If you’ve been looking for snow in Utah, it’s been harder to find since 1995.
Dr. Marek Matyjasik, professor of environmental geosciences at WSU, explains that it is normal to have snow fluctuation. However, from 1950 to 1995, the inches of snowfall increased, but that is no longer the case.
From 1950 to 1995, the Earth’s temperature either stayed the same or grew colder. Since 1995, the Earth’s temperature has increased, and Matyjasik stated that it is probable for this trend to continue due to global warming, but it is hard to predict.
According to the Utah Avalanche Center’s Alta Guard Snowfall Chart, in Nov. 1994 to April 1995, there was a total of 745.4 inches of snowfall. From Nov. 2018 to April 2019, there were only 475 inches.
Matyjasik explained that there is not a simple explanation for the decrease of snow. Climate change alters the rate of precipitation and the kind of precipitation.
During winter, more rain is falling than snow. The United States Environmental Protection Agency points out that less than 80% of the stations throughout the lower 48 states received a smaller percentage of precipitation in the form of snow.

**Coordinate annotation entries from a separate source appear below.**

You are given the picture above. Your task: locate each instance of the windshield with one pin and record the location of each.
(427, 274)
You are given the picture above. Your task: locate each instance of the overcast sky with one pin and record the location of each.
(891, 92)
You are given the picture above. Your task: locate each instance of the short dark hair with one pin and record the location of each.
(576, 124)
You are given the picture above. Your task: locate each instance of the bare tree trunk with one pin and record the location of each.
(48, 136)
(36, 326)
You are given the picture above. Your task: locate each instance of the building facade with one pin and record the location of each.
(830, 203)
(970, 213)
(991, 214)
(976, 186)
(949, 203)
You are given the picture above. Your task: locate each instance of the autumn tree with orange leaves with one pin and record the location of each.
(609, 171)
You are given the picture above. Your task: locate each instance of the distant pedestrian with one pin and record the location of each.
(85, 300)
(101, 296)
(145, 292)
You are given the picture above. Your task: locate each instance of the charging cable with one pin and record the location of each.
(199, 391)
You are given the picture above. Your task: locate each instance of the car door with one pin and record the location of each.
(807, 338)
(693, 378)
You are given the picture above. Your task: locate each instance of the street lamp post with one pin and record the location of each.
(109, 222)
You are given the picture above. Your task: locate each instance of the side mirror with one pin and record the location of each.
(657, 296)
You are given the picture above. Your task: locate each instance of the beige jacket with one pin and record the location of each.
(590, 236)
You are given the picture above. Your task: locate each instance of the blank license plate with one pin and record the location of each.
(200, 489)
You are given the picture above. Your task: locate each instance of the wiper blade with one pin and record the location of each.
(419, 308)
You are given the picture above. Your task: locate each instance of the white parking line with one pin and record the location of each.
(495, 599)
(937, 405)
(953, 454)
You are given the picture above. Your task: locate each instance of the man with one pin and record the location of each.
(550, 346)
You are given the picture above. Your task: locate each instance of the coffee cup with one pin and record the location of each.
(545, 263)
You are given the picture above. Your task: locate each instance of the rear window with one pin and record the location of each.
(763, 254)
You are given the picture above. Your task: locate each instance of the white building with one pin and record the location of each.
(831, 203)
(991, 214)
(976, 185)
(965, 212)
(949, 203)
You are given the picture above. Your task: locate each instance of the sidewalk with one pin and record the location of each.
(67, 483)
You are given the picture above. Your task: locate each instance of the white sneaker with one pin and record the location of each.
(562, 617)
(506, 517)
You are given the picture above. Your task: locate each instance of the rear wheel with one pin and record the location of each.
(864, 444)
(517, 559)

Consequently, snowy winters are not as snowy as they used to be and dry winters have less snow than before.
Carbon dioxide is another factor since it is causing the Earth to become hotter. Matyjasik points out that If we keep producing carbon dioxide, which stays 25 years on Earth from the moment it was produced, snowfall will continue to decline.
Another pair of factors are El Nino and La Nina, which are changes in the Pacific Ocean surface temperature that affect the weather at a global level. El Nino is the warm phase and La Nina is the cold phase.
When the El Nino phase is present there is more precipitation, and there is less when La Nina is present in California and Southern Utah.
Matyjasik explained it is not easy to predict if the snowfall decline will continue and that it is normal to have some fluctuations.